# 3. Improve Hashtags

HARRISON dataset provides us with images along with their hashtags. But those provided hashtags are not enough to train a model with. For example, a picture of the beach has only one hashtag `sea`, so the model learns the image is associated with `sea` but not `ocean`, `beach`, or any other similar tags.

In this section, we improve groud truth values (i.e. true hashtags) by adding more related hashtags. To get similar hashtags, we use [Gensim](https://radimrehurek.com/gensim/index.html) and a [pre-trained model](https://code.google.com/archive/p/word2vec/).

## Load a Model

In [25]:
from gensim.models import KeyedVectors

# Load a model
model = KeyedVectors.load_word2vec_format('../model/GoogleNews-vectors-negative300.bin', binary=True)

In [5]:
# Get similar word to "sea"
model.most_similar("sea")

[('ocean', 0.7643541097640991),
 ('seas', 0.6712585687637329),
 ('oceans', 0.6193016767501831),
 ('waters', 0.5993286371231079),
 ('seawaters', 0.5960040092468262),
 ('Creamsicle_orange', 0.58356773853302),
 ('coastal_waters', 0.5737729072570801),
 ('wooden_crate_dumped', 0.5657002329826355),
 ('oceanic', 0.5628669261932373),
 ('prairies_deserts', 0.5556836724281311)]

## Hashtag Similarities
First, we analize similarities of existing hashtags.

In [26]:
import numpy as np

# Read hashtags
with open("../model/hashtags.txt") as f:
    hashtags = np.array(f.read().split('\n'))
num_hashtags = len(hashtags)


In [27]:
# Create a matrix
sim_mat = np.zeros((num_hashtags, num_hashtags))
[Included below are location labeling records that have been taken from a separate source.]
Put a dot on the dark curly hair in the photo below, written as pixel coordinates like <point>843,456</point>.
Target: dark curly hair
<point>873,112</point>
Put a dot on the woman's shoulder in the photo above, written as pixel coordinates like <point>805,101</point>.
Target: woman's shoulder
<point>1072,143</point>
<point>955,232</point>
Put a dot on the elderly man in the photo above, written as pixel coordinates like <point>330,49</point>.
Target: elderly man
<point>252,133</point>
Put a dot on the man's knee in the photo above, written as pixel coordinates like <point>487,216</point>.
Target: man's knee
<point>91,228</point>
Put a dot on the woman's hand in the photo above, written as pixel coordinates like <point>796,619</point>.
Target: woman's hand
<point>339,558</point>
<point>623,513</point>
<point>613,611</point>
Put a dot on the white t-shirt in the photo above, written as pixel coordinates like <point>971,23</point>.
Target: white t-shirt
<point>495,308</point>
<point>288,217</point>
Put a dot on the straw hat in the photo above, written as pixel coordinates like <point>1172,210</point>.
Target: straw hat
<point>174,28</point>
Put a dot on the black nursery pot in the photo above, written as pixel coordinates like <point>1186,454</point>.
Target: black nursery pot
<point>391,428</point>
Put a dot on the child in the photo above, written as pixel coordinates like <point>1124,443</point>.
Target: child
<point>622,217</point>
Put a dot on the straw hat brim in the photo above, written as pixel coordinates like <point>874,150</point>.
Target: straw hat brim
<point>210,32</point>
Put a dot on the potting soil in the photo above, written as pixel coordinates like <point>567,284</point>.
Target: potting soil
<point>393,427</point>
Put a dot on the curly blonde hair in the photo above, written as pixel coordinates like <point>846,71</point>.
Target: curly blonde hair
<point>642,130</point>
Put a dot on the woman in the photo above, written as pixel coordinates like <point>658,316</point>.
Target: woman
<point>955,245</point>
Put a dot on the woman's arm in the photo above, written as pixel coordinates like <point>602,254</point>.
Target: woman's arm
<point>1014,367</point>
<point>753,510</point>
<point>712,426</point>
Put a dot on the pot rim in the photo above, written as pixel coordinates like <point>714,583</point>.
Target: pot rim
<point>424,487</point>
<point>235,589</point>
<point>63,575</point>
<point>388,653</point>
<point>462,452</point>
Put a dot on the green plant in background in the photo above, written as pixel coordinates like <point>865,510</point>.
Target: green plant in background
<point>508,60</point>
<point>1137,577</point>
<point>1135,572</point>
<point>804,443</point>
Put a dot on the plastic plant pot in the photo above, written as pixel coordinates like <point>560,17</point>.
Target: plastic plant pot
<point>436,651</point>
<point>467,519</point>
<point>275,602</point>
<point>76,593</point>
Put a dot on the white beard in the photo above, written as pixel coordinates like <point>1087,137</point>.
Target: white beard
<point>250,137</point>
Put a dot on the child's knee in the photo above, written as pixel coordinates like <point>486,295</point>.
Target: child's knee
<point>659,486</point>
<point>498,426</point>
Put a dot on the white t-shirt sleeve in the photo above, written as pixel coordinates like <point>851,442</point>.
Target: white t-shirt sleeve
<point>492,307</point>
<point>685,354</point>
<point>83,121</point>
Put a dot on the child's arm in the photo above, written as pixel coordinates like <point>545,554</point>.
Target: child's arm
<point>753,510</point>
for i in range(num_hashtags):
    for j in range(i):
        try:
            sim_mat[i,j] = model.similarity(hashtags[i],hashtags[j])
        except:
            pass

In [8]:
# Create a dictionary whose:
#   key:    hashtag
#   value:  similar hashtags
sim_tags = {}
for i in range(num_hashtags):
    # Get similar tags whose cos similarity is > 0
    sim_ls = list(hashtags[np.where(sim_mat[i,:]>0.3)[0]])
    sim_tags[hashtags[i]] = sim_ls

print(f"Tags that are similar to sea: {sim_tags['sea']}")

Tags that are similar to sea: ['air', 'beach', 'boat', 'earth', 'fish', 'ice', 'island', 'lake', 'moon', 'ocean', 'river', 'sand']


## Improve `tag_list.txt` Using the Dictionary

In [9]:
temp = 0
for key in sim_tags:
    temp += len(sim_tags[key])
avg_increase = temp/num_hashtags
print(f" Average # of hashtags added: {avg_increase}")

 Average # of hashtags added: 12.569138276553106


In [19]:
import pickle
import numpy as np

# If you restarted kernel, uncomment lines below
# with open("../model/1113114209_sim_tags.pickle", "rb") as f:
#     sim_tags = pickle.load(f)

with open("../HARRISON/tag_list.txt") as f:
    # Read tag_list
    tag_list = f.read().split('\n')

tag_list = np.array([x.split(' ')[:-1] for x in tag_list[:-1]])
num_images = len(tag_list)

In [20]:
def expand_tags(old: list) -> list:
    ret = old.copy()
    for tag in old:
        ret += sim_tags[tag]
    return ret

In [21]:
new_tag_list = [' '.join(expand_tags(x)) for x in tag_list]

## Save Objects

In [23]:
import pickle
import sys
sys.path.append("../src")
from utils import destination

Save this dictionary to disk
with open(destination("../model", "sim_tags.pickle"), "wb") as f:
    pickle.dump(sim_tags, f)

# Save new tag_list.txt
with open(destination("../HARRISON", "tag_list.txt"), "w") as f:
    f.writelines("%s\n" % tags for tags in new_tag_list)